If you’ve ever wanted to get up on a stage and share your business acumen or tell your story of survival, but have been held back by immobilising fear, this book will serve as a catalyst to action as well as a road map.
For most of us, the idea of speaking to a large group, even online, makes our blood run cold. In this substantial paperback — 340 pages — executive coach and leadership consultant Dineshrie Pillay outlines the methods she has found to be successful over 11 years of teaching people to become expert public speakers.
Using a workbook format with tasks at the end of each chapter, she employs the handy and believable concept of learning to drive. If you follow the guidelines carefully, she says, you can go from being a newbie speaker to an advanced one and then become an expert. The more you do it, she adds, the easier it becomes.
Pillay honed her skills in Toastmasters, an organisation that teaches a range of skills on many different levels, helping to instil confidence in front of the mic.
To become an expert speaker, you have to first unlearn bad habits and develop good speaking discipline, she says. This includes everything from pitch and posture to how to package your content.
Creatively sprinkled with driving metaphors, the book is divided into three parts: catalytic combustion, active acceleration and full throttle. (Though maybe knowing when to apply the brakes is also a good idea.)
She dispels some well-worn myths, such as that your best bet for an error-free presentation is a canned speech; speaking in public is for extroverted people; you need to know it all before you present or, by contrast, you can just wing it; and the belief that no-one wants to hear what you have to say.
She shares her storytelling secrets, giving some novel ideas for what to include in your story, and how to create a teachable framework and deliver your material in an engaging way.
However, all may go awry during the Q&A, and though you can never prepare for it 100%, you can do some prep, such as bringing backup slides for potential questions; briefing the team if there is one; and researching your audience. Importantly, she shares how to tell a silly question from a stupid one, as well as how to handle the tough questions.
Being able to read your audience is vital, and she speaks from experience when she says that, when selecting a volunteer to come up on stage, you should go for the quiet type rather than the enthusiastic extrovert who may succeed in upstaging you.
It’ has become accepted that to succeed in your game you need to do ongoing self-care. In a section called “How to look after yourself as a speaker”, Pillay touches on preparation tips, from the best foods to consume (“Fuelling your system”) to how to deal with breakdowns. “It takes a lot of energy for you to deliver your presentation on the day of your talk,” she says. “You require physical energy to talk, walk and engage with your audience. You need mental energy to recall your lines, stay focused on the delivery of your talk, and to answer questions... As a speaker, your energy state must be higher than that of your audience.”

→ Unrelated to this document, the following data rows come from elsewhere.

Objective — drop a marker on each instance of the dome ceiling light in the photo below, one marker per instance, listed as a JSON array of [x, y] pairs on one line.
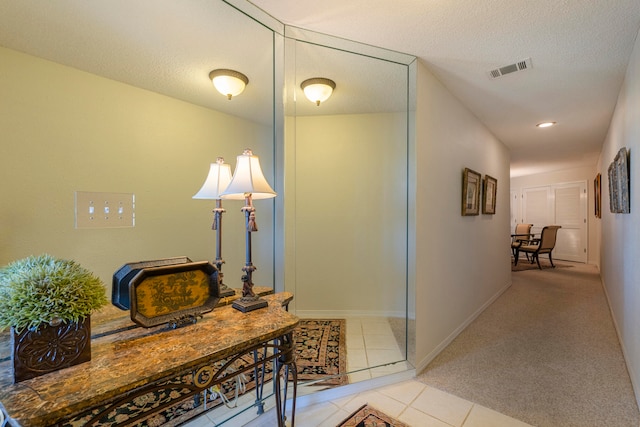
[[230, 83]]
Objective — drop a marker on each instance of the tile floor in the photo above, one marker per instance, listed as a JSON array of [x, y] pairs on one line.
[[409, 401], [370, 342]]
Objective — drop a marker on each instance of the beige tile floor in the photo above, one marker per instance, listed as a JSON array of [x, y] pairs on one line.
[[409, 401], [370, 342]]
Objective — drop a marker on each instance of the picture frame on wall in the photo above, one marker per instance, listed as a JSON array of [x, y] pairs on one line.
[[470, 192], [597, 196], [490, 187], [618, 174]]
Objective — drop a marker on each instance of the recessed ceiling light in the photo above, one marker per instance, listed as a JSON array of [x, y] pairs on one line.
[[545, 124]]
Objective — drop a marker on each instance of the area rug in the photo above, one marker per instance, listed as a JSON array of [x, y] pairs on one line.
[[368, 416], [321, 351]]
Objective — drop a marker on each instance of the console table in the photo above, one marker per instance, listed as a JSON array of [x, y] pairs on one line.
[[137, 373]]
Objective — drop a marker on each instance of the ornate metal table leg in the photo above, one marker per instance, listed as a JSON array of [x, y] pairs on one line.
[[258, 372], [285, 360]]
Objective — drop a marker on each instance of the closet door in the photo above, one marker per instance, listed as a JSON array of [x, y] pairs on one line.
[[571, 214], [564, 205], [537, 207]]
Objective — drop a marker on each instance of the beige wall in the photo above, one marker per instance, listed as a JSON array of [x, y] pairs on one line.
[[620, 233], [462, 263], [583, 174], [350, 215], [63, 130]]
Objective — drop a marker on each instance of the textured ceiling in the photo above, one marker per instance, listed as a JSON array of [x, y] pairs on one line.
[[579, 52]]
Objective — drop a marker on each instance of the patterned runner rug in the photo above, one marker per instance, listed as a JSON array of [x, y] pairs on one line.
[[368, 416], [321, 351]]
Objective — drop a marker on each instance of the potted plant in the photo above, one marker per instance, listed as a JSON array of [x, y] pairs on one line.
[[47, 303]]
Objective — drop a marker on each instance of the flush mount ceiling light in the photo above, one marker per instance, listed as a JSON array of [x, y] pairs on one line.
[[545, 124], [230, 83], [318, 89]]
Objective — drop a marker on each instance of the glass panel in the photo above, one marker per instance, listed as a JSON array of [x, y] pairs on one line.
[[347, 171]]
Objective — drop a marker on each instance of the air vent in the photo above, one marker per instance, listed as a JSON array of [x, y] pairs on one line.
[[523, 65]]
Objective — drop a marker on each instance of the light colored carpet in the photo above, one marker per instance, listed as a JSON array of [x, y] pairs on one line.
[[546, 352]]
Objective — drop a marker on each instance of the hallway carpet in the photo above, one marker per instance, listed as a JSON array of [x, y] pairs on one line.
[[545, 352]]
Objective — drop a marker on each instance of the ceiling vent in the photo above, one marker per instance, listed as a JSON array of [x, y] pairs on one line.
[[523, 65]]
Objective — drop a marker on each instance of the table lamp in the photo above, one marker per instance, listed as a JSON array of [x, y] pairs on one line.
[[217, 180], [248, 183]]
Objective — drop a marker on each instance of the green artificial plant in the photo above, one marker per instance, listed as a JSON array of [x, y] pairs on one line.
[[43, 289]]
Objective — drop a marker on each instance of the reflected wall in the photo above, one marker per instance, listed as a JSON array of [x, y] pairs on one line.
[[347, 207]]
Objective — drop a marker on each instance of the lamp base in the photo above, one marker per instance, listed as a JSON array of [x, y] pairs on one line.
[[246, 304], [226, 292]]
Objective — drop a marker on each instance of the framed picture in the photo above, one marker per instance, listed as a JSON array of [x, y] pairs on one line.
[[470, 192], [490, 186], [618, 173], [597, 196], [613, 190]]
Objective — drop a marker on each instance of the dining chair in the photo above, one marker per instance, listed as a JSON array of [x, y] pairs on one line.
[[543, 245], [522, 234]]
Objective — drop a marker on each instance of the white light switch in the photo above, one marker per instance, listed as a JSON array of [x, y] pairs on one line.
[[104, 210]]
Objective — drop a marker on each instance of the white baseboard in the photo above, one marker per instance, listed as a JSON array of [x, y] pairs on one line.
[[345, 314], [632, 372], [349, 389], [422, 364]]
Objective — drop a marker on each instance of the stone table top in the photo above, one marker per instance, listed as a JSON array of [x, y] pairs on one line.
[[125, 356]]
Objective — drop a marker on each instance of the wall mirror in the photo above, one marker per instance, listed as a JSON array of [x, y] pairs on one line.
[[337, 234], [346, 167]]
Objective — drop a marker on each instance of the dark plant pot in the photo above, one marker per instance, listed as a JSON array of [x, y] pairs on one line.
[[50, 348]]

Stay away from uppers and downers such as alcohol, stimulant drugs, caffeine, energy drinks, high-sugar snacks and nicotine, she adds. As much as they seem like an indispensable crutch, you don’t want to be on a mood rollercoaster when the spotlight falls on you.
So much is presented online now and Pillay provides useful pointers on conducting a webinar or webcast presentation. Creating engagement may be more challenging for these media and she gives tips on using slides and videos to capture attention, as well as advice on what software to choose, how to do live-streaming and integrating your presentation with social media platforms.
The book is upbeat, authoritative and accessible, but it is illustrated with slightly OTT cartoons and is written entirely in US English.